No Function

JeffM · Jan 25, 2013

Background:

I have two data sets, each with 16 elements that are estimates (with unknown bounds on the errors) of various values of variables A and B at various times. I want to test whether the estimates have some degree of reliabity. I have good reason to believe that there is a negative correlation between the variables being estimated. Unfortunately, I have excellent reason to believe that any functional relationship between the variables is not stable over time, and I have no reason to prefer any particular form of functional relationship between the variables. Consequently, regression analysis seems inappropriate, or at least fruitless, to me.

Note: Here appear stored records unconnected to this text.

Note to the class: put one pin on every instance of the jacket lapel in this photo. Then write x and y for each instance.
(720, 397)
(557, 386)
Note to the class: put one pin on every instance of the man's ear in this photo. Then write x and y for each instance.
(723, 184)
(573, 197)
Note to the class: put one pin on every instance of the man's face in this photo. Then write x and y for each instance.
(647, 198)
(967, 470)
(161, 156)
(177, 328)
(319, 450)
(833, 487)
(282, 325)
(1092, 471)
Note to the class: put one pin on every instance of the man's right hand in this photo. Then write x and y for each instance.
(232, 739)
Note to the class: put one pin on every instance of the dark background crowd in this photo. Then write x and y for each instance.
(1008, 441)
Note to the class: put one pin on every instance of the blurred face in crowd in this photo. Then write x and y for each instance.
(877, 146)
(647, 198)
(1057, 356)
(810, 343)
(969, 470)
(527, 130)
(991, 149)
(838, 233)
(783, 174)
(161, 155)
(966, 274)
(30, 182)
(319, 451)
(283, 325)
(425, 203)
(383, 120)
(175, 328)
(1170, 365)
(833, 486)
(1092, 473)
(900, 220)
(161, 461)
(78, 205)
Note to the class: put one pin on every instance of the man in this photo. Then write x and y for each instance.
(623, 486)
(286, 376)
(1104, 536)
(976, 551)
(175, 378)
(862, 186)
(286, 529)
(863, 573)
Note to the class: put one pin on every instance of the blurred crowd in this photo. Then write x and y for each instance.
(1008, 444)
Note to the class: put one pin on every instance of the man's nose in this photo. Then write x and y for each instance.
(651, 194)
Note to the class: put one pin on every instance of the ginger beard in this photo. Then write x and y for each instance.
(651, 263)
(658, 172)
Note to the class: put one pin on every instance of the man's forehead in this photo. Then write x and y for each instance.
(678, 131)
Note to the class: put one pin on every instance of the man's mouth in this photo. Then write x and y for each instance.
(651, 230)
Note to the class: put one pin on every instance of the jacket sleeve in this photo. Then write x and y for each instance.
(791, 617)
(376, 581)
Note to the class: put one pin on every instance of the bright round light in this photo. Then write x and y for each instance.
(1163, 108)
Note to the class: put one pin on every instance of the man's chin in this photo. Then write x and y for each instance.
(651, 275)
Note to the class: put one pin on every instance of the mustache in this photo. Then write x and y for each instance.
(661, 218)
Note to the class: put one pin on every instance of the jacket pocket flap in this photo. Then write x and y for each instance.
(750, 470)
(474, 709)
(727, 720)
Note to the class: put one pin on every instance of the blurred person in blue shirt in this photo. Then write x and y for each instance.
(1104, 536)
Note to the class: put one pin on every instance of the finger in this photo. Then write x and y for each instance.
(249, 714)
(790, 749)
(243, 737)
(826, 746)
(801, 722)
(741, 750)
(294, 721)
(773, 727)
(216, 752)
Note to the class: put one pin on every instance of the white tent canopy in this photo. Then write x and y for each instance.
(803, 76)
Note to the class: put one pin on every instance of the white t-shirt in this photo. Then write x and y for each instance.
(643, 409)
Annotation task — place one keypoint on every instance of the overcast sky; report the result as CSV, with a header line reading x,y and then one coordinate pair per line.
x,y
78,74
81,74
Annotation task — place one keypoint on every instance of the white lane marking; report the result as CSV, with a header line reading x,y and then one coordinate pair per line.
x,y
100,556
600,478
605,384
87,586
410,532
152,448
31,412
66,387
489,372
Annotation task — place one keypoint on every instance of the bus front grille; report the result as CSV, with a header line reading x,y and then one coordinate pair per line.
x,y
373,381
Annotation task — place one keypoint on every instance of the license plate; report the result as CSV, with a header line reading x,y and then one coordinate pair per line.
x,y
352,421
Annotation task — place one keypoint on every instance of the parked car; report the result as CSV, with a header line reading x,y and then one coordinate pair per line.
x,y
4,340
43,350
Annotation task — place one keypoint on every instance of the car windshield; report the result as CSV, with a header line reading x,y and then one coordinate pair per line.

In 16 rows of column 1, I calculate the signum functions of the difference between the estimates of A and the mean of the estimates. In 16 rows of column 2, I calculate the signum functions of the difference between the estimates of B and the mean of the estimates. In column 3, I calculate the product of the two preceding columns. If there is a positive correlation between the estimates, the products would be expected to be mostly positive. If there is no correlation, the number of positives would be expected to equal the number of negatives.

In column 3, I get 15 minus ones and one positive one. Under the null hypothesis that there is no negative correlation between A and B, the probability of getting at most one positive one does not exceed

\(\displaystyle 0.5^{16} + 16 * 0.5^{15} \approx 0.0000153 + 16 * 0.0000305 = .0000153 + .000488 = .000533 < 0.6\%.\)

Consequently, I reject the null hypothesis and conclude that the estimates are reliable.

Questions:

Is this a proper inference?

Is it correct to call this a sign test?

If not, does it have a name?

DrPhil · Jan 26, 2013

JeffM said:
Questions:

Is this a proper inference?

Is it correct to call this a sign test?

If not, does it have a name?

Your null hypothesis could be stated that the signs listed in col. 3 follow a Binomial Distribution with p = 0.5, and you have computed the probability that you could get 15 or more of a specific sign (one-tailed test) by random fluctuation. I believe your inference that the null hypothesis be rejected is valid. In that case, you may proceed to find the correlation coefficient by non-parametric ("No Function") methods.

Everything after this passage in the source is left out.